We live in a world of conformists. Afraid to clap when the room is silent, afraid to stand when others are seated. We are hard-wired to conform, we don’t push the limits.

T goes out hunting for the limits, and not only does he push them but he questions them, he analyzes them. He spends most of his mental time living outside the box.

If you’re like most parents, you spend your life leading these tiny, helpless, blank-slate humans into adulthood, believing you are doing your best, and always doing what’s best for them. In our confidence as adults, we make the decision (sometimes without realizing it) that the best thing for our children is to teach them to conform. To live inside the box. Be quiet when others are quiet, speak when you are spoken to, follow directions, walk the line. Because I said so.

Inside the box there are rules, standards, expectations and one set of facts to live by. But what do you do when your child refuses to live within the borders of that box? If you’re like me, you panic. You question your abilities as a parent, you doubt your strengths and magnify your failures. As a parent we become frantic with the thought that our child may be ostracized, cast out, labeled, discarded, or fail. They stumble, they fall, and we carry the weight of it.

We have all come to know that no two people are alike, however, we do expect most people to be similar. Why? Because we are comfortable with what is familiar. Though we may all have differences, we share many similarities that help us live in society together. When someone stands out from the norm, typically they are regarded with at least some hesitation and cautious curiosity.

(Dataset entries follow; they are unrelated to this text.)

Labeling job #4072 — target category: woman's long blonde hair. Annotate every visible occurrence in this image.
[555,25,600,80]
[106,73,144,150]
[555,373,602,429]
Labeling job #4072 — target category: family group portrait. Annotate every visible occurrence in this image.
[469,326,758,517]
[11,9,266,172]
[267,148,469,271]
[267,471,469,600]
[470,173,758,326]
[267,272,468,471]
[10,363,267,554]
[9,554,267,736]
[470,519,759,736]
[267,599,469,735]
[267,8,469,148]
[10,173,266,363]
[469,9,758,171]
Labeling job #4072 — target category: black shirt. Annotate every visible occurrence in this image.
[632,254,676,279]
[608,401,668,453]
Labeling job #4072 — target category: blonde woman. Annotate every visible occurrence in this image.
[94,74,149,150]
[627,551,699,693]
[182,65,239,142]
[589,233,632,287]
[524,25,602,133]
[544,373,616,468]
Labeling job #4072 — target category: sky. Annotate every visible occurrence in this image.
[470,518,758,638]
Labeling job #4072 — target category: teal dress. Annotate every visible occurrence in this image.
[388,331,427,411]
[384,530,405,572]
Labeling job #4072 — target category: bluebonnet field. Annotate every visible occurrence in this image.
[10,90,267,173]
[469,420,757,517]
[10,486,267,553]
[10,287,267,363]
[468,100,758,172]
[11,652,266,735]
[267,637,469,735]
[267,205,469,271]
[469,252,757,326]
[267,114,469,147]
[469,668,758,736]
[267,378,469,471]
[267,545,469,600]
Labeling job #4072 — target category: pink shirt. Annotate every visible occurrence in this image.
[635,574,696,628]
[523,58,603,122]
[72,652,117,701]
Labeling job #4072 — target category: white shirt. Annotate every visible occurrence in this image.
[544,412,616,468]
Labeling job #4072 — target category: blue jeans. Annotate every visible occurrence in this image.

Many ADD/ADHD kids are outside the box thinkers. Their reasoning, logical, creative and analytical minds stray from conventional thinking almost as soon as they have a thought. I have come to realize that this is an incredible strength for them!

Imagine being in a room with 100 people with like-minded thinking abilities. A problem is presented and despite following the tried and true methods of calculation, no solution can be found. Conformity would have trained us to stop at that point. After the angles we know have been covered, all options have been exhausted. Now, try that with a group of Outside-the-box thinkers, and instead of a room of stumped brains, you’d end up with several creative (though maybe not probable) hypothesis. The worst that can happen at this point is failure, and THAT is where the learning takes place!

We need outside the box thinkers. If you have been lucky enough to be gifted with this kind of amazing minded child take a deep breath! Your child is not flawed, not disabled, and not difficult. Your child is capable of more than you may realize, and you now have the honor of pulling out his/her gifts, abilities, and strengths and learning to work with them!

Be proud of your family, in all of its differences. The difficulty we face as parents of a child with ADD/ADHD are meaningful difficulty! It means something that we are fighting for our children. It means something that we life in a state of trial and error. It means something that we try so hard to make room for them in this crowded world of conformity. It means that no matter the hardship, we do not give up. So be proud of yourself parents! You are amazing!